We may be on vacation but the bonus episodes are not! And we've got a killer episode today,  Satoshi Kon's influential "Perfect Blue," about a J-pop star turned actress losing her mind! Will Todd finally like an anime you made him watch? 

Comments

Glad you two put this episode out. Perfect Blue had been on my watchlist for a while, so I decided I should finally get around to watching it before listening to this. As you two said, it's a pretty good movie but an abruptly positive ending. A couple of points you brought up: the reason I thought Rumi had such trouble watching Mima in the r**e scene is that she idealized idol Mima, and a part of idol culture in Japan that keeps getting brought up especially by "idol Mima" is "purity," so her participation in that scene just shatters that. IIRC, she doesn't leave until after the cut where the other actor apologizes and Mima says it's fine. Also, from the brief glimpse of the fish in the replica room, I thought they were fake fish sitting in the tank and was one of the clues it wasn't her place.

Bryan C

An excellent episode. I’m glad Todd liked this movie.

Elizabeth

Wow, thanks for this.
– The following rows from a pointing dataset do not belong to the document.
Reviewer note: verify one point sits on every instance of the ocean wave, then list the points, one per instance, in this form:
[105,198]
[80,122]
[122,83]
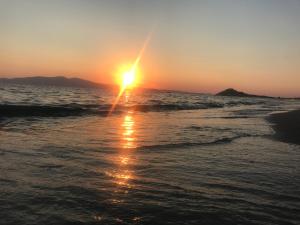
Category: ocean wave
[191,144]
[14,110]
I knew Perfect Blue as the work that put Kon on the radar, but it was also really different from the rest of his output. This explains a lot, I agree with your assessment as well.

Joe G

My full reaction to the movie is probably WAY too long for a comment section. Perfect Blue is one those **1/2 with affection movies. It was originally supposed to be a live-action movie, and Kon was kind of the last creative force involved instead of the first (This is his one big work where he's not in on the script). What it feels like is a decent, obviously Hitchcock-inspired novel adaptation that got elevated by Kon's narrative ideas, but there are parts where it feels like a thin paintjob over the flaws. The ending is the main part of that. On top of the main villain reveal being one of those plot twists where it feels like they put it on the least expected character to be shocking, it sends the unintended message that the people who don't abide by modern standards of beauty are the real evil ones. Yeah, there's this broken system with slimy people who do their best to keep their slime hidden in the back of the fridge, but the REAL evil is the "ugly" people who want to be the REAL people. This isn't what the movie means at all. OBVIOUSLY. But the people who "ruin" the main character's "perfect" image are kind of sleazy, yes, but they're doing a job in this "society," it's society's fault. The ugly people are simply jealous, completely broken psychos. Also, the "sarcastic" happy endings feels like one of those Hitchcock resolutions that teleports everything to best ending, and lets the film critics fill in what the director meant by that. But Kon was obviously a great talent who would take off when given more creative control, and he proved that with... everything else he did.